By Stevie Kernick, owner emeritus and account manager
What would you do if … a board member consistently missed monthly board calls?
It seems like a no-brainer, right. You have a policy, whether it’s found in the bylaws, P&P Manual or the association’s Operating Rules, which clearly states that “after three unexcused absences from board meetings, the director will be replaced,” or something to that effect. The policy is straightforward, fair and reasonable – everyone agrees on that. However, putting the written policy into an actionable item makes most board members squirmy.

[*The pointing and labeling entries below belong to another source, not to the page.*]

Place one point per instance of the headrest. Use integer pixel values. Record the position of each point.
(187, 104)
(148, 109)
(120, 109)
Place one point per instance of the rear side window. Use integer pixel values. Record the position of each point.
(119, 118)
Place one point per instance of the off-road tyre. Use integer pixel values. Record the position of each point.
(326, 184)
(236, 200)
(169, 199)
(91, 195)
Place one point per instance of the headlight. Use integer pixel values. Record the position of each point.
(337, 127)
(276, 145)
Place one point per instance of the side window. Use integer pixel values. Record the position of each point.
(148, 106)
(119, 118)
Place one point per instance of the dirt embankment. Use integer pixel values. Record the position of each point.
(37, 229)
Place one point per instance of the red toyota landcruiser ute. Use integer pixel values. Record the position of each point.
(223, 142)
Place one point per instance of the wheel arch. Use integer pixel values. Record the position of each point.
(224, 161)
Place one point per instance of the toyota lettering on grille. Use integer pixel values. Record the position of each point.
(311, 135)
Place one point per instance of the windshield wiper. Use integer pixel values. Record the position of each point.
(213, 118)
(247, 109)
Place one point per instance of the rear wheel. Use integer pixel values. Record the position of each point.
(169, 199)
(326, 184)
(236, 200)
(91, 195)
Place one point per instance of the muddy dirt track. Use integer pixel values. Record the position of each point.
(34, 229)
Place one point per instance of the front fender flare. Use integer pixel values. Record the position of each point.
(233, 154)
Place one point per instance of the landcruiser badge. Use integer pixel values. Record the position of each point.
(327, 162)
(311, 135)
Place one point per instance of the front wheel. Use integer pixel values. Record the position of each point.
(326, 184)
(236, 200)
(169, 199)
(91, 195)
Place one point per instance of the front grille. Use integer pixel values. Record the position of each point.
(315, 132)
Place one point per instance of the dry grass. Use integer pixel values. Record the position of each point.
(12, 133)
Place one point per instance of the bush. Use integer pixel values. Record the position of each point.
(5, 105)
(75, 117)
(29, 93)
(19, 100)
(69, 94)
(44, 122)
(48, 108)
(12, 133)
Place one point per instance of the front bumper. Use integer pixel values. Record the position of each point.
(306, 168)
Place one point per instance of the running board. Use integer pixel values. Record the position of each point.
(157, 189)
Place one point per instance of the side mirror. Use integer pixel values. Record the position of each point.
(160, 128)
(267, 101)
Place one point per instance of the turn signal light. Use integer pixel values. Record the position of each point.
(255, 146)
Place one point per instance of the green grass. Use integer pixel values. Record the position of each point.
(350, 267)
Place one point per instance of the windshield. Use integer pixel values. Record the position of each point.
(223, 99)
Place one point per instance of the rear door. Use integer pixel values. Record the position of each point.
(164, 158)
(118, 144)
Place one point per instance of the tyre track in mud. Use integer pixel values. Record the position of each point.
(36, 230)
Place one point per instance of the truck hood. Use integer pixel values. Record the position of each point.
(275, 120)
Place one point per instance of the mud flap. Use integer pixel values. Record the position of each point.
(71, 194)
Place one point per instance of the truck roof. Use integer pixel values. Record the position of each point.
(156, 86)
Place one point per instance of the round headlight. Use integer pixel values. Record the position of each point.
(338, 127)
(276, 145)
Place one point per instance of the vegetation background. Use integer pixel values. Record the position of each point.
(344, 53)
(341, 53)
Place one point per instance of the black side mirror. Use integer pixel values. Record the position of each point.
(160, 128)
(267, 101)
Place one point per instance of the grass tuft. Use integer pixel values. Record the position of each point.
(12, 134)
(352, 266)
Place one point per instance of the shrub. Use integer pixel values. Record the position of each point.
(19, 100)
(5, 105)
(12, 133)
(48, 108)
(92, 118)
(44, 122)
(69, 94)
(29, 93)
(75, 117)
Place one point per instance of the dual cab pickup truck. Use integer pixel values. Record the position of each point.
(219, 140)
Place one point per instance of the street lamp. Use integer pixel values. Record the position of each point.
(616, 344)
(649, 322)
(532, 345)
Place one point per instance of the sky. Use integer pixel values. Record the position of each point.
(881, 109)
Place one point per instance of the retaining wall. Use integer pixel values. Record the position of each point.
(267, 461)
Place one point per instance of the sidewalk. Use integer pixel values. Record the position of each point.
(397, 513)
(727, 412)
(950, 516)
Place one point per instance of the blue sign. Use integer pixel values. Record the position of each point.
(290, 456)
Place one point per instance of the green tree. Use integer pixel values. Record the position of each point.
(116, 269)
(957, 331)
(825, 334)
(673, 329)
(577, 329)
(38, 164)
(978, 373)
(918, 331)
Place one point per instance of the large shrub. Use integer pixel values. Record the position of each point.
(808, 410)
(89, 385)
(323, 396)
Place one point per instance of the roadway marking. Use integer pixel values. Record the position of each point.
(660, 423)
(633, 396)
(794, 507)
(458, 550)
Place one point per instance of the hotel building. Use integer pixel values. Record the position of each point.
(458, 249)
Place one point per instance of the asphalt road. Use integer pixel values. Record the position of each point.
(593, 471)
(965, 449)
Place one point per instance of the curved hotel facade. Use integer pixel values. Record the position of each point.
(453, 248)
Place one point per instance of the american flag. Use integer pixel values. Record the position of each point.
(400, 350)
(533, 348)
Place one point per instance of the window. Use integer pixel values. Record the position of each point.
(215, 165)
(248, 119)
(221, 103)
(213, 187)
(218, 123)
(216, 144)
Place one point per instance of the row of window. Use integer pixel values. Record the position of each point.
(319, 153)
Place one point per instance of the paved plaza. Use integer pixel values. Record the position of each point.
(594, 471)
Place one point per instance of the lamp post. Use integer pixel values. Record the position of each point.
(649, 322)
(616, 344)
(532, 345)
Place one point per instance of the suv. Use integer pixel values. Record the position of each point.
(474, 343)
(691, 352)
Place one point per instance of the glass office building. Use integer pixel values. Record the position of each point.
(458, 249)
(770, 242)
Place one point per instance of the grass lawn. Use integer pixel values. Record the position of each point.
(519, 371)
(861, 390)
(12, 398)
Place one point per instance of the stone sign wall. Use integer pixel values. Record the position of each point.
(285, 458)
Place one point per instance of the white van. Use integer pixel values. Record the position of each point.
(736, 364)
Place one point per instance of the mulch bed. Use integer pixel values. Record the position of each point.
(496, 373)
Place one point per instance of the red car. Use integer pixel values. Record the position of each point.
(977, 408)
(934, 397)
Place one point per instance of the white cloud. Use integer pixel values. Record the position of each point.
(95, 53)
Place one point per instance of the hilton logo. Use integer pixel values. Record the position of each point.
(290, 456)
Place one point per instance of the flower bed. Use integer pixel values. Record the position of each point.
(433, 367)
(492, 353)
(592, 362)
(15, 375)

As the chief staff executive, you are more removed from the personal relationship and you might offer to “make the call” since emails to this recalcitrant board member have gone unanswered during previous attempts to make contact and determine the reason for these unexplained absences. Has the board member’s workload gotten out of control? Are there health issues or personal family problems involved? After all, if there are legitimate reasons for these absences, no one really wants to withdraw support from a colleague, a friend.

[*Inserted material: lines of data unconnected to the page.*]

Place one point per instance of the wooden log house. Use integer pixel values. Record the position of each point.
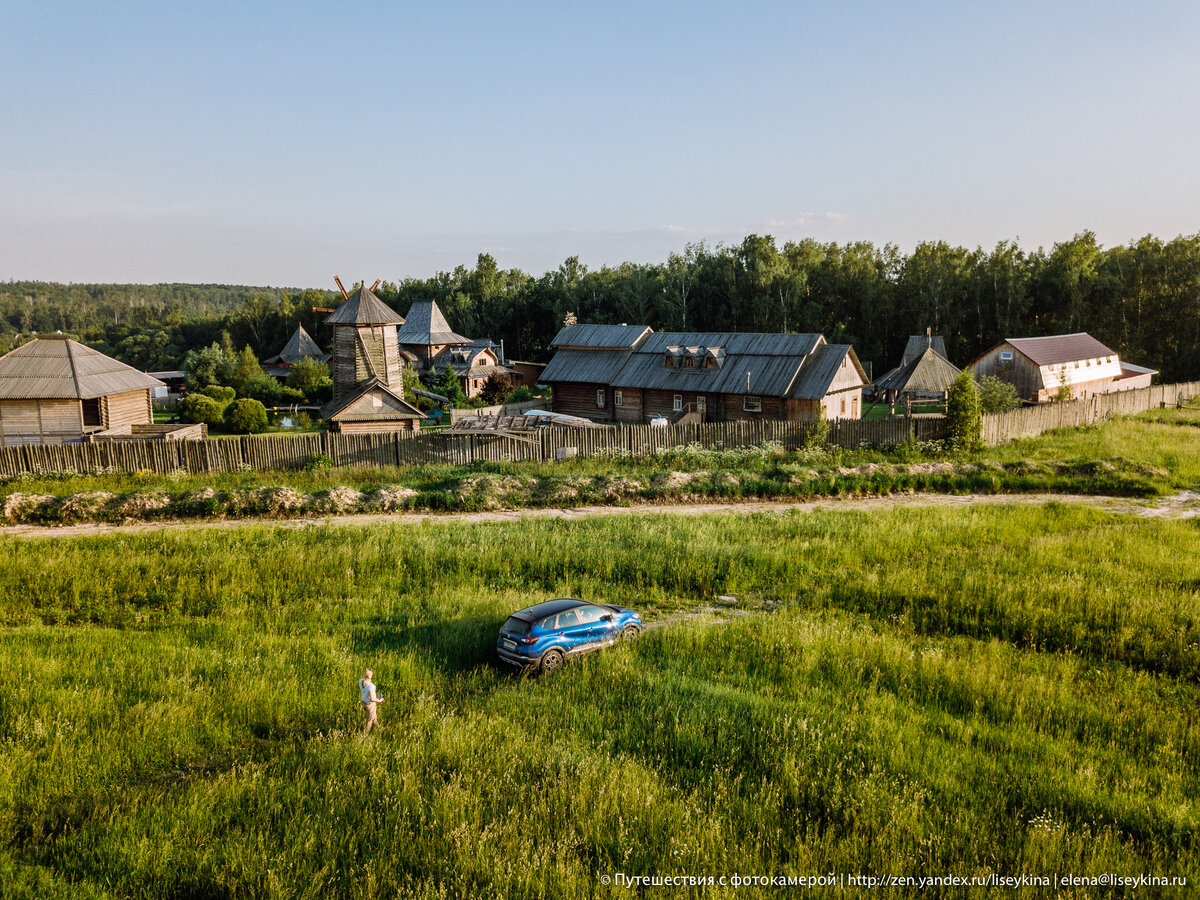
(55, 390)
(629, 373)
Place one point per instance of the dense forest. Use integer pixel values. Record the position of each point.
(1141, 298)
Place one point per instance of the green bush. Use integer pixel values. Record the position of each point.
(309, 376)
(997, 396)
(262, 388)
(245, 417)
(964, 423)
(199, 408)
(220, 393)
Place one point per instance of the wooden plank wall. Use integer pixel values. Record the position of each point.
(288, 451)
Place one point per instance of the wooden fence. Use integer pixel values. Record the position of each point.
(293, 451)
(1030, 421)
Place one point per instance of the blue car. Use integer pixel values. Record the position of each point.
(545, 636)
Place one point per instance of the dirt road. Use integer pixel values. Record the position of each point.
(1182, 505)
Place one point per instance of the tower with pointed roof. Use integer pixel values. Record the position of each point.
(365, 343)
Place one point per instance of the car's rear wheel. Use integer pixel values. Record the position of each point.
(551, 661)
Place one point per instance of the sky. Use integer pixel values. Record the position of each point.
(255, 143)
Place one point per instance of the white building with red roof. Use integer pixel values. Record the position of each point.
(1060, 366)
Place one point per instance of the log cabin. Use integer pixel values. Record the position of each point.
(630, 373)
(55, 390)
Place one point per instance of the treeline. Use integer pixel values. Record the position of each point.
(1141, 298)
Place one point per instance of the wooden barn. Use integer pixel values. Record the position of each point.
(629, 373)
(55, 390)
(369, 393)
(1045, 369)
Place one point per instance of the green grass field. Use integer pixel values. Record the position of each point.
(997, 689)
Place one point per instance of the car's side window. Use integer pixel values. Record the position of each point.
(589, 615)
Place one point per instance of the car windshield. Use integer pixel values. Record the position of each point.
(517, 627)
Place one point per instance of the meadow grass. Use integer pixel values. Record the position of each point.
(916, 691)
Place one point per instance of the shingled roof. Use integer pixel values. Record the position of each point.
(299, 346)
(1056, 349)
(364, 309)
(917, 345)
(928, 373)
(425, 327)
(58, 367)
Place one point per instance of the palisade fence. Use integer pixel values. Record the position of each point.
(1030, 421)
(294, 451)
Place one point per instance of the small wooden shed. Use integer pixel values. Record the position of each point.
(927, 376)
(55, 390)
(372, 407)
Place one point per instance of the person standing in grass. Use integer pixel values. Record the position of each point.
(370, 699)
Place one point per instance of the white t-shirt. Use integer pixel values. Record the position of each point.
(366, 689)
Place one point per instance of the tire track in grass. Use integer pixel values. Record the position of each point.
(1181, 505)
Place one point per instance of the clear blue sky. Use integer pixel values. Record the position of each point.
(282, 143)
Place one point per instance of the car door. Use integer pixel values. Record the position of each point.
(601, 624)
(573, 635)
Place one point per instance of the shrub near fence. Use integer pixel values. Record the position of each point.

Even after your best efforts, emails still go unanswered and voicemails are not returned. Finally, after four months of discussion, debate and hand-wringing among board members, the president takes responsibility for a final phone call, followed by written notification. The remaining months of the board member’s term are nullified and a replacement is named.
I ask myself, “What took so long? The policy is clear.” Thinking more deeply about this, I realized that each of my volunteer board members can foresee a situation where they might not be able to fulfill their role as a director and, therefore, see themselves in this individual. This fellow board member is, at the least, a professional colleague and, most likely, has become a friend. Pulling the trigger on someone else is tantamount to pulling the trigger on themselves.

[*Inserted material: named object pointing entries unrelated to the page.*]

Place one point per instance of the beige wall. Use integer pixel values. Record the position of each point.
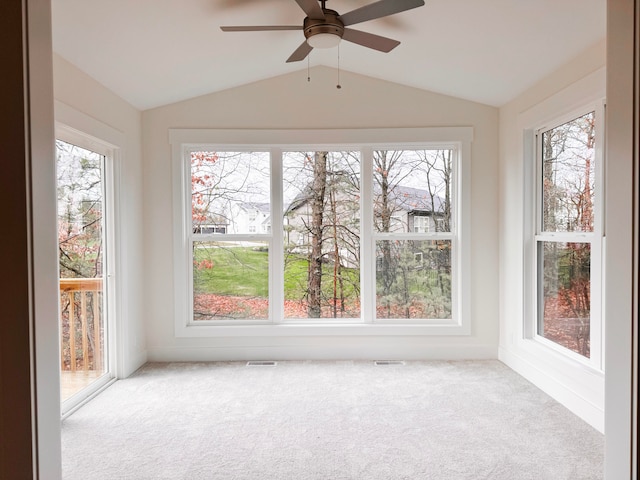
(290, 102)
(84, 95)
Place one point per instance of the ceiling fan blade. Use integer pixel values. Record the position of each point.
(311, 8)
(301, 53)
(378, 9)
(259, 28)
(382, 44)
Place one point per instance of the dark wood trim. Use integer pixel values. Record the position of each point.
(16, 389)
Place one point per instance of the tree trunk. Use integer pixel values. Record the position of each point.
(314, 283)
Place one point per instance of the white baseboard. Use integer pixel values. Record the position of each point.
(547, 381)
(321, 352)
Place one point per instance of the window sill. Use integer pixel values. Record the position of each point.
(311, 330)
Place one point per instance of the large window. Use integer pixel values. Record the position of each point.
(568, 235)
(321, 236)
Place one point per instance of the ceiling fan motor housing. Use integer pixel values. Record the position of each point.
(330, 24)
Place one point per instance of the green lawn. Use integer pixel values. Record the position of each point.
(244, 271)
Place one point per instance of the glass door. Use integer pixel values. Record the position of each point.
(82, 251)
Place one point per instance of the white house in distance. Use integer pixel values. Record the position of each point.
(250, 217)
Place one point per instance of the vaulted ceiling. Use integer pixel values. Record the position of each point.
(155, 52)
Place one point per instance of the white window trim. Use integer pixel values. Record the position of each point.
(529, 338)
(276, 141)
(75, 127)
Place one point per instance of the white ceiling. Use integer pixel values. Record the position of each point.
(155, 52)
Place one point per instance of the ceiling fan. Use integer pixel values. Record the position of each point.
(324, 28)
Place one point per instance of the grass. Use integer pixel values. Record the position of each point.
(244, 271)
(229, 270)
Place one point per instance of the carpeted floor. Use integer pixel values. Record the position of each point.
(472, 420)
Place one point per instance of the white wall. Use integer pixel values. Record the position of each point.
(582, 79)
(93, 108)
(290, 102)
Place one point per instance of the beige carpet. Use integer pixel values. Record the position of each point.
(328, 420)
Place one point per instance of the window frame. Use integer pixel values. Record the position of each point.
(535, 235)
(276, 142)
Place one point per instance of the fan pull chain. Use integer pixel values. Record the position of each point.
(338, 86)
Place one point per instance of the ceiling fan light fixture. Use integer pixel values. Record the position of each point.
(324, 40)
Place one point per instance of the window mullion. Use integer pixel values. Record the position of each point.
(276, 245)
(367, 240)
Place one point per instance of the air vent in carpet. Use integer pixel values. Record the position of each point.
(261, 363)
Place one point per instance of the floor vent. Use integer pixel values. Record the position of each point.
(261, 363)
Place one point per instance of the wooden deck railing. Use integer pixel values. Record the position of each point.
(81, 325)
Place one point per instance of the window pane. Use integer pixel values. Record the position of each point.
(412, 190)
(321, 234)
(413, 279)
(565, 313)
(81, 246)
(230, 280)
(568, 176)
(230, 192)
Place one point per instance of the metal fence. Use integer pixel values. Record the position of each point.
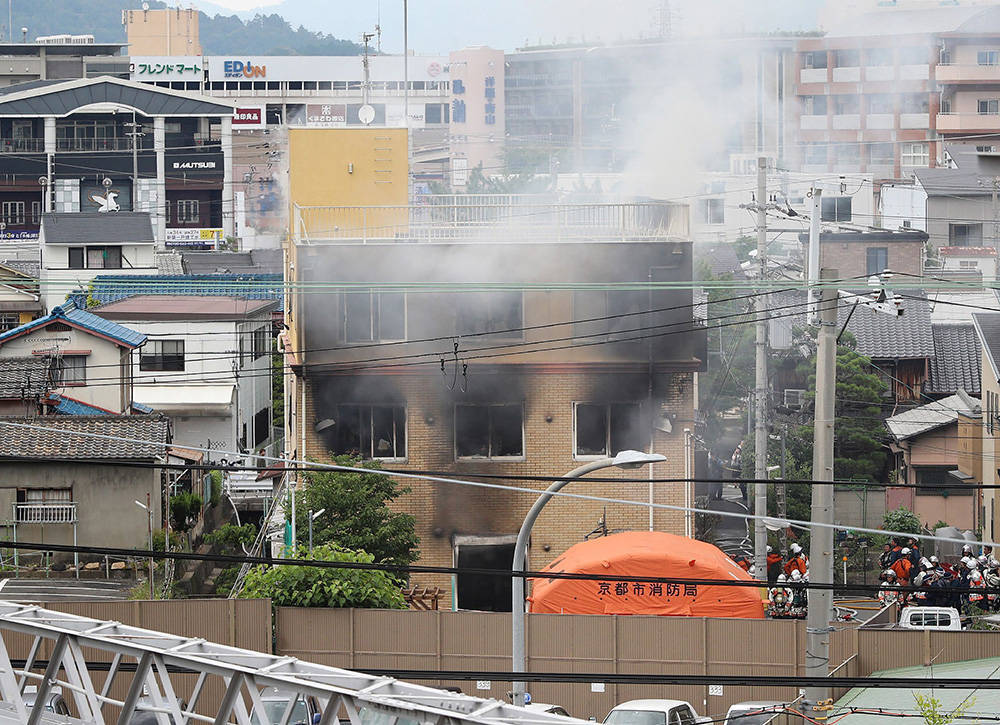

I have worked with boards for more than three decades and can count on one hand the number of times a board member was asked to resign, much less told they have been terminated.
What could I have done to help that board through this difficult process? I could have sounded the alarms earlier, as soon as two consecutive board meetings were missed without explanation. I could have contacted the absent board member sooner to bring the problem to the forefront. A good old-fashioned letter is still a form of communication when emails and voicemails go unreturned. I could have coached my executive board with different methods to use to help the board member recommit.
Despite the lengthy process involved in removing this director from the board, I remain thankful to work with a compassionate and selfless group of people who value the contributions that each member can bring to the board and care about the well-being of their fellow directors while seeking to sustain the continuity of their leadership.